Throughout the summer, Mayor de Blasio pushed for students and staff to get vaccinated ahead of his planned full return to classrooms in the fall eventually issuing a vaccination mandate for all roughly 150,000 DOE workers in late August.
The mandate was originally scheduled to go into effect on Monday, Sept. 27 at midnight but a federal judge temporarily blocked officials from enforcing the order. A three-personal federal panel lifted the temporary injunction allowing the mandate to be implemented late that same day. In response, de Blasio gave unvaccinated DOE employees until 5 p.m. last Friday.
As of Monday morning, 96% of public teachers and 99% of public school principals have gotten at least one dose of a COVID-19 vaccine, according to de Blasio. Since the mandate’s announcement on Aug. 23, over 43,000 doses of COVID-19 vaccines have been administered to DOE workers.
“As of today all the employees in our 1,600 schools are vaccinated and that is unprecedented,” said de Blasio. “And that’s on top of all other layers of protection, all health and safety measures that make up that gold standard that we put in place last year that we continue to deepen this year.”

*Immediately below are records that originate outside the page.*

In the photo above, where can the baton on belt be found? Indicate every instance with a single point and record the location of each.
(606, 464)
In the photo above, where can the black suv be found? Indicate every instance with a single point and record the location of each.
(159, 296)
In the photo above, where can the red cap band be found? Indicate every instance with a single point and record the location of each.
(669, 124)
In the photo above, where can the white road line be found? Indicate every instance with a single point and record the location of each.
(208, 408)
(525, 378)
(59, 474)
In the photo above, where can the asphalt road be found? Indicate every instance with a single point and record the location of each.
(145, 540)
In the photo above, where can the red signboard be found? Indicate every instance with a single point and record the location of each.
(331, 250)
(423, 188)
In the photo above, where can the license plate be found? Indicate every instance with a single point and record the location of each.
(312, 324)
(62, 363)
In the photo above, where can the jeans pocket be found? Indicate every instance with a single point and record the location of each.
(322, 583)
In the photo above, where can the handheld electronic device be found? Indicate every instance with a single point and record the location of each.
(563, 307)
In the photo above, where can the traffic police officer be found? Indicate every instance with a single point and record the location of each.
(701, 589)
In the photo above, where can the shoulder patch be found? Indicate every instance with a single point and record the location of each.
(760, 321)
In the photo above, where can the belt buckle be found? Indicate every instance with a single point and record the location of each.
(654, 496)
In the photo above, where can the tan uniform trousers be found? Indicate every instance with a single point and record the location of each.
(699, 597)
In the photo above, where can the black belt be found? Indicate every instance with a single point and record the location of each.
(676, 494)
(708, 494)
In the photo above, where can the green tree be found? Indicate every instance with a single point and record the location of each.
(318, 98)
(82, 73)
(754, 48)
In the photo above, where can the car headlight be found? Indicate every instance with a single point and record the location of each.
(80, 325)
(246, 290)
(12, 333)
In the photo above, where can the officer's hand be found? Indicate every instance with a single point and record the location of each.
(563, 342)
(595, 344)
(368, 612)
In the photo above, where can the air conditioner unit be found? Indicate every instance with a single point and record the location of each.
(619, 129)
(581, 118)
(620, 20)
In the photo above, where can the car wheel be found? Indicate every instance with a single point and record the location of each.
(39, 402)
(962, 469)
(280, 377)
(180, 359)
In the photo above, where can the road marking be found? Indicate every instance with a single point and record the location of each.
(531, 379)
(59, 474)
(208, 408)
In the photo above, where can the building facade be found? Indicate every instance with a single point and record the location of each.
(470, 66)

The mandate’s deadline pushed thousands of DOE staffers to get vaccinated against the virus. Just over the weekend ahead of the Sept. 27 deadline, 7,000 shots were administered to DOE employees.
Under the mandate, all school-based staff that did not get vaccinated and submit their proof of vaccination by last Friday have been placed on unpaid leave. De Blasio was unable to provide an exact number of how many teachers have been placed when asked by reporters Monday morning.

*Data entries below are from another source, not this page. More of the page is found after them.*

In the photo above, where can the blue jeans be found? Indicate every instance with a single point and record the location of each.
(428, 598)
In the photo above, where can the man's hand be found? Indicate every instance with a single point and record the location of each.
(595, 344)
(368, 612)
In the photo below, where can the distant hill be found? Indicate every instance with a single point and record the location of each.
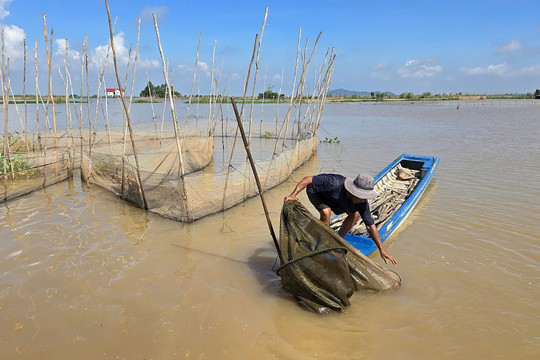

Just under 4,000 public school teachers represented by the city’s teachers’ union, the United Federation of Teachers, have yet to be vaccinated and that 1,000 have been given a vaccination exemption based on medical or religious grounds although 3,000 applied, according to UFT President Michael Mulgrew. The DOE has yet to specify how many staffers have received a vaccination exemption for medical reasons versus religious beliefs.

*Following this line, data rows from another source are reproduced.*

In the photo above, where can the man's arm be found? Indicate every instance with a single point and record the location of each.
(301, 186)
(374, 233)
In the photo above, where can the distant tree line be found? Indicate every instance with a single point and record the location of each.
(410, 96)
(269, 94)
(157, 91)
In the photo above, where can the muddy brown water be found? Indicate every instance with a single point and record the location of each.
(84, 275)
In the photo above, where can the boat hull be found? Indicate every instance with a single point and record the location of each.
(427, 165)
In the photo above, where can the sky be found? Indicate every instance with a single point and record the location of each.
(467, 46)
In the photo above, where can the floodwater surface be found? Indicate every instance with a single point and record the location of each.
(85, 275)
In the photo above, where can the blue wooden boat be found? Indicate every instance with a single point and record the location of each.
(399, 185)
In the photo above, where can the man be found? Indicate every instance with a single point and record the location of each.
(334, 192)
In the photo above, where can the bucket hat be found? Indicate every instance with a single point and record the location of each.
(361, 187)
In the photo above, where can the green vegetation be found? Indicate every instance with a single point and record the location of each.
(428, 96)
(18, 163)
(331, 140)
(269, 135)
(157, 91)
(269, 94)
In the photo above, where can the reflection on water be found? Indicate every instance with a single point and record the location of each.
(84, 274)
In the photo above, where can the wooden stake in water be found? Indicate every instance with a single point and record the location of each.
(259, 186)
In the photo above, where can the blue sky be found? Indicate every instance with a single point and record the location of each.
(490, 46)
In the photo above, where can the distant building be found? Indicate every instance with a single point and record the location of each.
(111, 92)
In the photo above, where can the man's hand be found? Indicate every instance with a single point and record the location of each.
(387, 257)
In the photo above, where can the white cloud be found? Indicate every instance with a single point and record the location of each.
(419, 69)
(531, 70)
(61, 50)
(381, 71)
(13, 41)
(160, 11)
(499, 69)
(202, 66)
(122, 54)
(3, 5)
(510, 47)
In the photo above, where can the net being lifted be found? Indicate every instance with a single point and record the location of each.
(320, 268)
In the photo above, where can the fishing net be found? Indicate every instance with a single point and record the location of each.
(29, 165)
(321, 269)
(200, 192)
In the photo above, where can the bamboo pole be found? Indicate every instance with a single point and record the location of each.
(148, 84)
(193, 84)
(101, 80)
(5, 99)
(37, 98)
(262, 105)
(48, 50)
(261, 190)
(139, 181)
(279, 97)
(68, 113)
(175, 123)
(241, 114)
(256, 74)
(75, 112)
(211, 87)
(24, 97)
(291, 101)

Prior to the mandate deadline, some school staff and union leaders expressed concern the order would cause staffing shortages. On Monday, Schools Chancellor Meisha Ross Porter said that staffing shortages have and will be addressed with the City’s thousands of vaccinated substitute teachers or by other school staff. New York City has about 9,000 vaccinated substitute teachers and 5,000 vaccinated substitute paraprofessionals on hand.
The chancellor commented on the city’s status of substitute teachers after a reporter brought up staffing shortages at New Dorp High School on Staten Island, which serves about 3,000 students, during the mayor´s morning press conference. On Monday, about 20 unvaccinated teachers were unable to instruct their students due to the mandate.
“Twenty staffers in a school of that size while not insignificant was fully covered by the work of the superintendent, by the work of the central staff and by subs,” said Porter.